Selma*, a teacher on a keyworker tenancy with OHG in London, received one such letter out of the blue in September. Selma questioned the increase as housing association rent rises normally take effect in April of each year. Most are aligned to government’s social housing rent cap and this year, the rent cap was set at 7%.
Selma also has to pay service charges which are not subject to any regulation or cap, and said:
“I am already struggling. There is no way that I can find an extra 11% when my pay hasn’t gone up for the last year. I am not going to be paying the increase. I can’t afford it. Which key workers have had pay increases over 10%?”
OHG replied to Selma saying:
“The 7% cap does not apply to supported housing, market rented tenants and keyworker tenants. As you are a keyworker tenant, the 11.1% increase does apply to you.”
The OHG response still creates some confusion however as not all those on supported housing and market rents have received a similar increase.

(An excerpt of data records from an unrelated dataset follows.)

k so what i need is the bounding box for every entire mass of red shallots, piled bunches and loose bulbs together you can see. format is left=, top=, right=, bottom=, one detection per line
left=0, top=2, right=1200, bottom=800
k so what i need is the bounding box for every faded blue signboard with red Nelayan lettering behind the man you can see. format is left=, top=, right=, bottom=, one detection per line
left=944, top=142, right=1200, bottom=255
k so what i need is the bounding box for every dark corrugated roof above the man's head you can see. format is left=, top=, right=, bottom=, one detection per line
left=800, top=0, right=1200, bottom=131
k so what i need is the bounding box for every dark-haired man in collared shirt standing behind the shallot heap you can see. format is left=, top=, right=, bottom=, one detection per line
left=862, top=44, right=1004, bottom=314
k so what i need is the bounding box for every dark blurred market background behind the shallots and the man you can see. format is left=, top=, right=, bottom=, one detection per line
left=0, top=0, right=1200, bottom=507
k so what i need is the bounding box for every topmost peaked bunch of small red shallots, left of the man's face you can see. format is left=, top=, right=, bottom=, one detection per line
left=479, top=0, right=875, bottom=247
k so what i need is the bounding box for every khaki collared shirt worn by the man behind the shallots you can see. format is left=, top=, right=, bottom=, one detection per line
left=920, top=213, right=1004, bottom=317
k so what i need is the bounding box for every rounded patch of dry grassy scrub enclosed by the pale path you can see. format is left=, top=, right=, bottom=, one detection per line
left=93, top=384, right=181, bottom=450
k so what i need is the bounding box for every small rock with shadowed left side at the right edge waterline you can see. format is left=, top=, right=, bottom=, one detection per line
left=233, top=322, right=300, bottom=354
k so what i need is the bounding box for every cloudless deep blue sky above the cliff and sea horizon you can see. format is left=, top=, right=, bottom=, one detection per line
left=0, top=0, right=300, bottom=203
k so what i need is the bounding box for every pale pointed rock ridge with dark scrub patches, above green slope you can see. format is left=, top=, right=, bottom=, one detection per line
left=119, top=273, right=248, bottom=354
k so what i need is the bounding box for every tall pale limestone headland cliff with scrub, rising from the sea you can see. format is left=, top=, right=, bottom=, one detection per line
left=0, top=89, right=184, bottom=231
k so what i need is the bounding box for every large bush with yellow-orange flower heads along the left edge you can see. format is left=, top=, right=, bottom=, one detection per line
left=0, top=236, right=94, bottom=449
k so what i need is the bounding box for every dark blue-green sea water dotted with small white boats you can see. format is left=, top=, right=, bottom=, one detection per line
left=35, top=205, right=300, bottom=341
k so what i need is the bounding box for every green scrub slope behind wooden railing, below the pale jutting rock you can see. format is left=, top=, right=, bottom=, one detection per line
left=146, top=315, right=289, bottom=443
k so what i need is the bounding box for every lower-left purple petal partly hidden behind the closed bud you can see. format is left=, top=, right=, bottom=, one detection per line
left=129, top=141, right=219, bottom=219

Charity Does Not Begin at Home
One Housing Group owns and manages more than 17,000 homes across London and the South East, housing around 35,000 tenants and residents. It describes itself as having:
“… a charitable housing association at its core. We believe in creating places that people can call home, supporting people to live well and building lasting homes and communities.”
But as Selma is finding out, the association sees no contradiction in applying rent increases that risk making tenants and residents homeless.
Richard Hill (left) One Housing Group chief departed the association earlier this year. Riverside chief Carol Matthews (right), announced last month that she is also leaving.
OHG which primarily owned properties in London and the south east, recently merged with a northern based housing association, Riverside Housing Group. Both have considerable wealth. OHG made an operating surplus of more than £37 million in 2022, and Riverside’s surplus exceeded £105 million.
The organisations are also generous in their executive pay. OHG’s chief earns around £230,000 per year, and Riverside pays more than £260,000. Meanwhile, at the other end of the spectrum, public and community workers living in their homes are being pushed into financial penury.
The government’s Key Worker Living scheme was launched in 2004. It aimed to stem the drain of public service workers in London and the south east where high housing costs caused recruitment and retention problems for employers. The scheme offers discounted rents and mortgages.
Selma joined SHAC’s Unfair and Uncapped campaign to demand a freeze on rents and a cap on service charges to prevent people being priced out of housing association homes.
The leading edge of the campaign supports tenants and residents to withhold payment of rent and service charge increases, as well as organising protests, political lobbying, and media work.